I had just finished speaking at Vintage Wings museum, near Ottawa. A man approached me with a book under his arm. It was one I’d written. At first, he had a rather determined look on his face, and I wondered whether maybe he had a bone to pick. But his determined demeanour simply reflected his intention to get past others in the group to speak to me. He smiled and opened up my Dam Busters book, not to a photo, not even a printed passage, but to the image of a newspaper front page printed on the inside cover of my book.
“I delivered this paper,” the man said with a smile.
“You were an Ottawa Evening Journal delivery guy?” I asked.
“Yes, but I delivered this very edition!” he said proudly.
“That’s 75 years ago,” I pointed out.
“Yup. I was 14 at the time.”
I quickly learned that Don Ferguson, a tall, ruddy-faced gentleman, who towered over me, had been a wartime newsie. He’d delivered theOttawa Evening Journal throughout the war. And he remembered the very night I’d depicted in my book, May 17, 1943.
Indeed, part of the charm of that particular newspaper, Don pointed out, was the fact that one of the airmen in the raid, Lewis Burpee, from Ottawa, was featured on its front page. That made Don Ferguson’s brush with history all the more enriching for him, and as it turned that evening, for me and the museum audience I was addressing.
It occurred to me that the bloom has kind of gone off the rose for those in the business of delivering newspapers. I remember when Toronto had three daily newspapers that the best part-time jobs a kid could snag was one delivering either the Toronto Star or the Toronto Telegram each evening, or the Globe and Mail early each morning up and down our suburban streets.
Of course, it wasn’t all glitz and glamour. One of my hockey pals, Carl, was a Tely paperboy and he told me about the tedious job of “collecting,” doing the rounds and actually keeping track of each household that had paid (or hadn’t) and reporting it back to the newspaper’s circulation office downtown. I distinctly remember one winter night, it was blowing and snowing so hard we couldn’t see past our front porch. We heard somebody moaning outside. We opened the front door and nearly frozen in a snowbank out front was our paperboy.
“Carl?” I called out. “What’re you doing?”
“Collecting,” he called out feebly, and we immediately invited him in to warm up and collect his newspaper money. That was dedication.
I also remember during the summer of 1967 when I worked as a copy boy at the Toronto Telegram, the intensity of that moment when the newspapers – all bound, labelled, and ready to be transported to distribution points across the city – rolled down the chutes at the back of the Tely building. It was like the movie “The Front Page” and the Indianapolis 500 all rolled into one, as those Tely truck crews loaded the newspaper bundles aboard the trucks and raced off into evening.
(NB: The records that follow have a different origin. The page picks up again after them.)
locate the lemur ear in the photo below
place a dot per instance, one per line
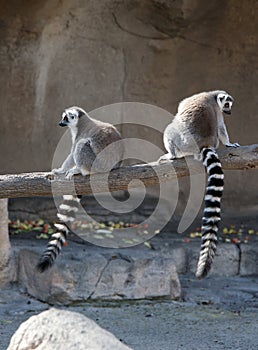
(80, 113)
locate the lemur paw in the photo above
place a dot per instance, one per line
(69, 174)
(165, 158)
(232, 144)
(57, 171)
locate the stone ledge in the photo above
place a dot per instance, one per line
(87, 272)
(96, 276)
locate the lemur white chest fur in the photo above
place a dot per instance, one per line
(196, 130)
(96, 147)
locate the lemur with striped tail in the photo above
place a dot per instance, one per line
(96, 147)
(196, 131)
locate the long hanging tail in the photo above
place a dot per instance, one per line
(67, 211)
(211, 216)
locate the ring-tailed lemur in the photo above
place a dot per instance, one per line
(196, 130)
(94, 149)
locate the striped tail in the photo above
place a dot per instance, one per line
(211, 216)
(67, 212)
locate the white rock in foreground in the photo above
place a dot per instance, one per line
(63, 330)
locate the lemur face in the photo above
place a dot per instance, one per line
(225, 102)
(71, 116)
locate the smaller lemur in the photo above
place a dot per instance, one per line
(196, 131)
(89, 153)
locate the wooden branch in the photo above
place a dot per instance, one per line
(40, 184)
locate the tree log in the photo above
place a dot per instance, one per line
(40, 184)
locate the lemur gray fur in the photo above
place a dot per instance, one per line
(196, 131)
(89, 153)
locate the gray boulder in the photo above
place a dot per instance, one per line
(63, 330)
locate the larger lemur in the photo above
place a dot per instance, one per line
(96, 147)
(196, 130)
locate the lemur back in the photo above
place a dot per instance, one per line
(196, 130)
(96, 147)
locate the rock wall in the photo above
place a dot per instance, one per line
(54, 54)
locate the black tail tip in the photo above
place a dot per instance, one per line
(43, 265)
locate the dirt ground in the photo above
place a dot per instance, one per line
(217, 313)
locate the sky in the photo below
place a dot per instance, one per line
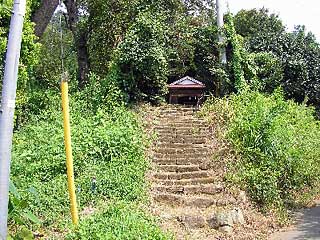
(291, 12)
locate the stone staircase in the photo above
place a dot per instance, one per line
(187, 184)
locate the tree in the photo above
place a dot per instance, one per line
(298, 52)
(43, 14)
(79, 27)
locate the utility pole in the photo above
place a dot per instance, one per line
(222, 49)
(7, 108)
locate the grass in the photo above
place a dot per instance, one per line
(109, 145)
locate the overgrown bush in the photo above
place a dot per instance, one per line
(108, 145)
(279, 145)
(141, 59)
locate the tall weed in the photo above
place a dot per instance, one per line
(278, 142)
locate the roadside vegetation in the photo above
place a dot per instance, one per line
(276, 143)
(108, 147)
(265, 102)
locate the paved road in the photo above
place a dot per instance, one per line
(308, 226)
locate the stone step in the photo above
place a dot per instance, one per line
(180, 161)
(191, 123)
(179, 145)
(168, 137)
(193, 181)
(183, 140)
(193, 201)
(178, 168)
(209, 189)
(181, 155)
(177, 151)
(182, 133)
(182, 128)
(181, 176)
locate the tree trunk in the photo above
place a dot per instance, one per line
(42, 16)
(80, 38)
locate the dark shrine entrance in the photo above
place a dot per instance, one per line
(187, 91)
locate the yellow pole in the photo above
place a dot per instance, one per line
(67, 141)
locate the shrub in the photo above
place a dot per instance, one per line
(278, 142)
(108, 144)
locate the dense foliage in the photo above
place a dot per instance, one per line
(108, 146)
(278, 142)
(298, 52)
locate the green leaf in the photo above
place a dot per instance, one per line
(30, 216)
(13, 190)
With one guy driving and the other in the back chucking newspaper bundles onto sidewalks and street corners across the city, time was of the essence, to make sure every newsie in the city got papers delivered by suppertime.
Of course, these days things have changed. The newspaper in which this column first appears, the Uxbridge Cosmos, is principally delivered via Canada Post. And our morning newspaper, the Star, is delivered in the early hours by a delivery person in a van. It doesn’t have the dynamism of the hand delivery days, but I have to admit, the delivery is done as the van is passing on the street. One morning, I was out there early enough and his toss of the perfectly wrapped newspaper from the front seat of the van delivered it literally right into my hands, on the fly!
One of our grandchildren has recently taken on – at least as an experiment in responsibility and small business enterprise – the job of delivering the newspaper in a suburban part of town. It’s been a challenge on for everybody concerned. But it’s refreshed my memories of the prestige of delivering news that way.
That pride of job was certainly expressed the other night when Don Ferguson explained that he’d delivered the Ottawa Evening Journal newspaper the very night of the Dam Busters raid in 1943. But I had a surprise for Don. He didn’t know it, but the man featured on that May 17 front page, Canadian airman Lewis Burpee, while he didn’t survive the war, his son did. In fact, that very night at Vintage Wings museum by coincidence, Lewis Burpee Jr. and his son were in the audience.
It was quite a crisscrossing of history that night, the kind of news story best delivered by hand to your door by a dedicated newsie.